Inflation levels around the world were a factor discouraging the rise in gold prices in 2021, with cash flowing to the stock markets as a result of record increases, especially in the technology sector.
The increase in gold prices by 70% between the third quarter of 2018 and the same quarter of 2020, pressures on its foreseeable future movements.
Analysts’ expectations about gold prices for the new year are somewhat disappointing, as the Dutch investment bank “ABN AMRO” expected a decline in gold prices in 2022, by 16%, while Deutsche Bank went further and expected a decline in gold prices.
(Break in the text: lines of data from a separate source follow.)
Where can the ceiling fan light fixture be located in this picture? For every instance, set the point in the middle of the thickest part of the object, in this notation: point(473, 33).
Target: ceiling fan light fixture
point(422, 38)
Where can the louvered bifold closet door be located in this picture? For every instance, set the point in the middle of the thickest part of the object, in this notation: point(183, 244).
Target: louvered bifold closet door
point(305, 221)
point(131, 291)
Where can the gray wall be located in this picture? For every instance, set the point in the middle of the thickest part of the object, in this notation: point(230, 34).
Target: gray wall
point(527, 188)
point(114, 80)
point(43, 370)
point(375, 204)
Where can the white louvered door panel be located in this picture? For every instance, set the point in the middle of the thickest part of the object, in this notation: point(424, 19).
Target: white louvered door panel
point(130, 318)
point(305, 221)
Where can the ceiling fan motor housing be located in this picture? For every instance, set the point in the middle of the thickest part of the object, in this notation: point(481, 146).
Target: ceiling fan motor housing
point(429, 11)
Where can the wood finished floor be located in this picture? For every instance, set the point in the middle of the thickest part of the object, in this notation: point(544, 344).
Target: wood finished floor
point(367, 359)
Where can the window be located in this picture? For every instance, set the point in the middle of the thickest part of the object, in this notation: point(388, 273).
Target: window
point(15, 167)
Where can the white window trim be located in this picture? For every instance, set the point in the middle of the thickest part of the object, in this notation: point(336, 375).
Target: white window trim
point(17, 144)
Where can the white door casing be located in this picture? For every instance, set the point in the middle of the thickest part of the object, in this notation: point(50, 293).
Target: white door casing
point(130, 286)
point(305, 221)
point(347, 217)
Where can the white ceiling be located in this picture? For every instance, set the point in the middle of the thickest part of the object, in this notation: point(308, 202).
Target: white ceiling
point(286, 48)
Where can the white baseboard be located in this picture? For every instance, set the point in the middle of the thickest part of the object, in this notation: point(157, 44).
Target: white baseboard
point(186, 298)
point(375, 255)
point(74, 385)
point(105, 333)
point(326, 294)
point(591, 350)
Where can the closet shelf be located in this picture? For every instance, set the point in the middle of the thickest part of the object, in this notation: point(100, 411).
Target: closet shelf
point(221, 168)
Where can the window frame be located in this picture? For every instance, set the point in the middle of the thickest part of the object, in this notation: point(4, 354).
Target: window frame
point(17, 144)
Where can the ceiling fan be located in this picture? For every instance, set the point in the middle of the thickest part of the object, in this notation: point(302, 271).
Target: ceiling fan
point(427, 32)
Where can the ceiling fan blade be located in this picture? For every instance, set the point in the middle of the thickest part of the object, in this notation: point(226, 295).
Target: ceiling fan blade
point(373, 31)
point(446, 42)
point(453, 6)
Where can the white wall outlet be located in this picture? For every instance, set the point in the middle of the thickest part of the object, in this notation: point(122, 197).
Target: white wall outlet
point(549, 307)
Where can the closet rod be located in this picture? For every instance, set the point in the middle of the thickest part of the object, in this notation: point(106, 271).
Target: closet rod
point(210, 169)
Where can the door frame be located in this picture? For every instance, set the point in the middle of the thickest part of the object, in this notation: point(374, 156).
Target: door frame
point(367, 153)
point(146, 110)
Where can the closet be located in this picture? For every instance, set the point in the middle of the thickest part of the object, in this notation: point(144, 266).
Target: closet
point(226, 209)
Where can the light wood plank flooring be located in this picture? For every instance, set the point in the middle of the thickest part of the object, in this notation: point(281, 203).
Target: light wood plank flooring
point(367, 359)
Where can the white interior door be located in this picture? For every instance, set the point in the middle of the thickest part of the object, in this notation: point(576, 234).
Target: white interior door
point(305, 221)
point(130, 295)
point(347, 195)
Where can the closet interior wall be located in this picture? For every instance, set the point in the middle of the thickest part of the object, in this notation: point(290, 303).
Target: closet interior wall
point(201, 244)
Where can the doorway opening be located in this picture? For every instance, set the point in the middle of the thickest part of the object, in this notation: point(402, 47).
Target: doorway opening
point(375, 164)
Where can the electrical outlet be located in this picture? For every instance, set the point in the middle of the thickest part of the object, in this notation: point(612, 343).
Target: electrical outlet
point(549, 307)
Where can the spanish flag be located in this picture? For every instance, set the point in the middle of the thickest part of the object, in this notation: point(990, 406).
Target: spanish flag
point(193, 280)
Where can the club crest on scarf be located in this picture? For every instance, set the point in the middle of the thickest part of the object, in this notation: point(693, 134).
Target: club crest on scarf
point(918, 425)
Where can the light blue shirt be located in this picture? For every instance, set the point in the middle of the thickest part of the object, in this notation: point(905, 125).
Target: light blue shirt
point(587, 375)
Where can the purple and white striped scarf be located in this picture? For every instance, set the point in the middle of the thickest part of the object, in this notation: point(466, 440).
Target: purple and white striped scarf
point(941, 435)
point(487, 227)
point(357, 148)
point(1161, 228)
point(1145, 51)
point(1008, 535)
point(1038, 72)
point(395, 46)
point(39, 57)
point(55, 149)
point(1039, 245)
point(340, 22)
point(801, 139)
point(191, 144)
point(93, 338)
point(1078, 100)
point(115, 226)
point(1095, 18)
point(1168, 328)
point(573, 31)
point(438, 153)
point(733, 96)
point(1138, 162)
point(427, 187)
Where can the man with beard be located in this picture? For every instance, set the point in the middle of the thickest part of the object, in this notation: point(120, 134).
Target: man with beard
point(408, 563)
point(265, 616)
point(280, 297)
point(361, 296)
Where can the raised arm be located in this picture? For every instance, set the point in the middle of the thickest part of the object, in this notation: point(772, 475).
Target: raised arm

To $1,500 per ounce in the new year, then decline to $1,300 in 2023.
The chief market strategist at Tradepedia, Habib Akiki, said that gold was in a very favorable position to rise this year, and despite its good condition in the first half of this year, it ended the year on sideways rather than high.
Akiki expected that the precious metal will continue to move sideways during 2022, because central banks are heading to tighten and this does not suit gold, and we may witness some declines in prices.
The head of Target Investment Company, Noureddine Mohamed, considered that the main driver for the rise of gold at the current stage, and in 2022, will be the continuous inflationary pressures.
He expected that an ounce of gold in high estimates would reach $2000.
The head of the Target Investment Company said that the continuing inflationary pressures show the need to raise interest rates, which are expected to rise in the new year, to reach levels of 1% in the United States.
But he cautioned about the real interest rates that could remain in the negative space or close to zero, and this positively affects gold, explaining that the holdings of exchange-traded funds began recording a positive path after a negative phase that arose since last July.
The head of the research department at Equiti Group, Raid Greens, expected gold to be subjected to severe pressure from the tightening of monetary policies, and thus record a decline in the yellow metal.
The greens said that the rises witnessed by gold are inflationary, amid less cash flows on gold-traded funds, and it is likely that the ounce will fall below 1750 dollars in the first two months of next year.
The best way to protect
The founder of Alkhabeer Financial Company, Ammar Shata, confirmed that gold is traditionally the best way to protect against turmoil, as a safe haven against market fluctuations.
He added that hedging through gold requires no more than 5% to 8% of the investment portfolio, and also silver should not exceed 5%, explaining that gold is not the best hedge against inflation, but it is better in hedging and caution against political turmoil.